According to a 2015 Nielsen study, 32 million Americans — nearly half of them “millennials” — attend music festivals each year. A 2016 “Festival Demand Report” by the events start-up Aloompa suggested that 51 percent of Americans attended a live music event (that is, any type of concert or festival,) in 2015, up from 44 percent the year prior. According to a report from IEG, brands, notably alcohol and beverage brands, spent more than $1.34 billion sponsoring music venues, festivals, and tours in 2014. Festivals offer new opportunities for brands looking to market directly to a young demographic with disposable income. Tech brands like Samsung and Google can set up VR tents to show off new products, while apparel and lifestyle brands like Converse can gin up interest in new gear.

“Festivals have taken off ... because they are the live equivalent of the way people are consuming music now.”

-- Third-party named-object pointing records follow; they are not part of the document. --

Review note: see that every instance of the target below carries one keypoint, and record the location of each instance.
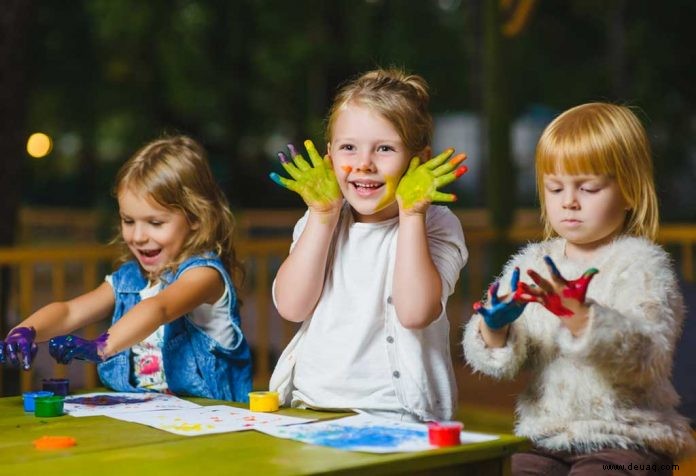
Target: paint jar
(29, 397)
(264, 401)
(59, 386)
(49, 406)
(446, 433)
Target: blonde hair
(401, 98)
(602, 139)
(174, 172)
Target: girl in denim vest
(173, 304)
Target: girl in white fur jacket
(600, 355)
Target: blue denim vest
(194, 363)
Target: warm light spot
(39, 145)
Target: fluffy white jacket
(611, 386)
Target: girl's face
(587, 210)
(154, 234)
(369, 159)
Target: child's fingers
(443, 197)
(526, 293)
(313, 154)
(541, 282)
(479, 308)
(449, 165)
(289, 167)
(283, 182)
(438, 160)
(493, 294)
(301, 163)
(515, 279)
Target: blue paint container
(30, 398)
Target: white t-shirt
(344, 361)
(213, 319)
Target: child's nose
(365, 162)
(570, 200)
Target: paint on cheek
(389, 193)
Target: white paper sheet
(368, 434)
(207, 420)
(109, 403)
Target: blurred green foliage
(246, 76)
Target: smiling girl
(372, 263)
(173, 304)
(600, 355)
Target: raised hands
(19, 342)
(562, 297)
(504, 309)
(66, 348)
(315, 183)
(419, 186)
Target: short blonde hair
(401, 98)
(602, 139)
(174, 172)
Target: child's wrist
(326, 217)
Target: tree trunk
(500, 172)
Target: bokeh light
(39, 145)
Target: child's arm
(417, 285)
(300, 279)
(194, 287)
(55, 319)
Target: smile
(365, 189)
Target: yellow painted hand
(419, 186)
(315, 183)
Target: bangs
(568, 156)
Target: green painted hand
(419, 186)
(315, 183)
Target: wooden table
(106, 446)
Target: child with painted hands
(172, 303)
(372, 262)
(597, 330)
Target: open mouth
(149, 254)
(366, 188)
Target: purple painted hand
(66, 348)
(20, 340)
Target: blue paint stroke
(346, 437)
(105, 400)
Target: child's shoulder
(636, 250)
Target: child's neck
(583, 253)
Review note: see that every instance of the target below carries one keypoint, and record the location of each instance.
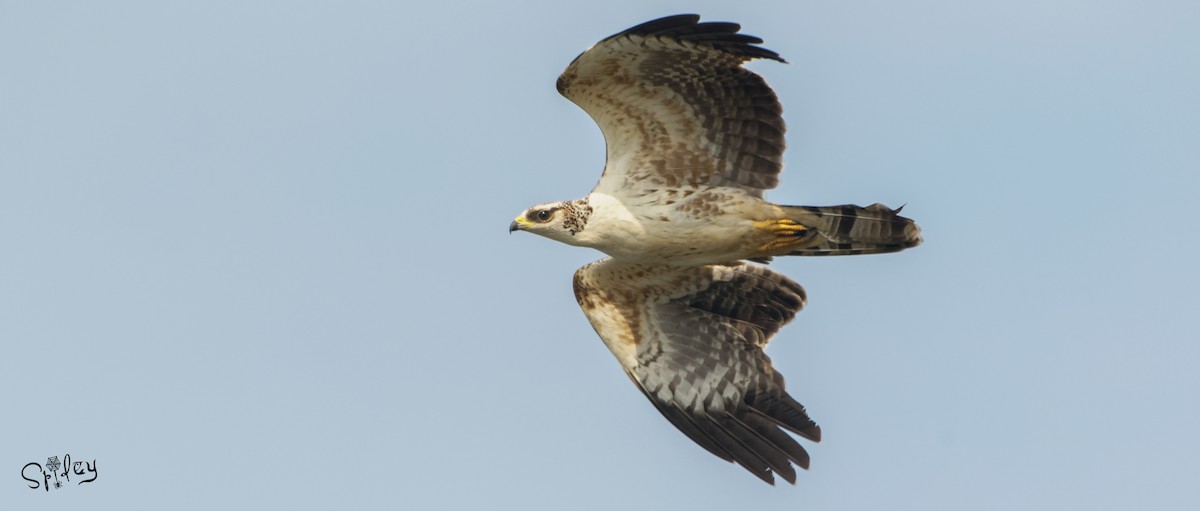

It wasn’t always this way. When Coachella started in 1999, the festival attracted roughly 37,000 guests; last year, nearly 100,000 people attended the festival each day. The festival’s popularity grew so much over time that, in 2012, Coachella announced a second identical weekend of events (a strategy Fyre Fest tried to emulate). Last year, the event raked in $95 million in just two weekends, according to a recent New Yorker story. Coachella’s success can in part be attributed to the diversity of its stages: This year’s festival saw headlining sets from Kendrick Lamar as well from the 80s rock band New Order. The internet has helped blur genre borders, and has expanded music fans‘ areas of interest. Music festivals today represent a closer expression of that than they ever have. (And it’s a boon for artists, too, many of whom command a higher rate to perform at festivals than they would at a club or theater.)

“Really, festivals have taken off in the way they have in recent years because they are the live equivalent of the way people are consuming music now,” Zach Fuller, an analyst at Midia Research, a music media analytics firm, told The Outline over the phone. “People are now listening to playlists more than they listen to albums, so they’re becoming invested in a whole range of artists rather than a single act.”

The organizers of Fyre Festival were somehow at the nexus of music festivals, branding, and technology. According to Bloomberg, the festival’s parent company, Fyre Media, was in talks to receive funding from a venture capital wing at Comcast for an app that would help musicians book performances; Comcast reportedly pulled out of the talks days before the festival. A Fyre Festival pitch deck uncovered by Vanity Fair paints a picture of a company adept at the marketing of an event but wholly unprepared for the responsibility of making it happen.

“You could almost say it was a case of the influencer tactic working too well,” Fuller said.

Pulling off a large-scale event requires a lot more than just a social media strategy. The music festival boom offers opportunities for fans and artists, but its attractiveness to entrepreneurs also means that more incompetent promoters and Fyre Festival-style shitshows could be on the horizon.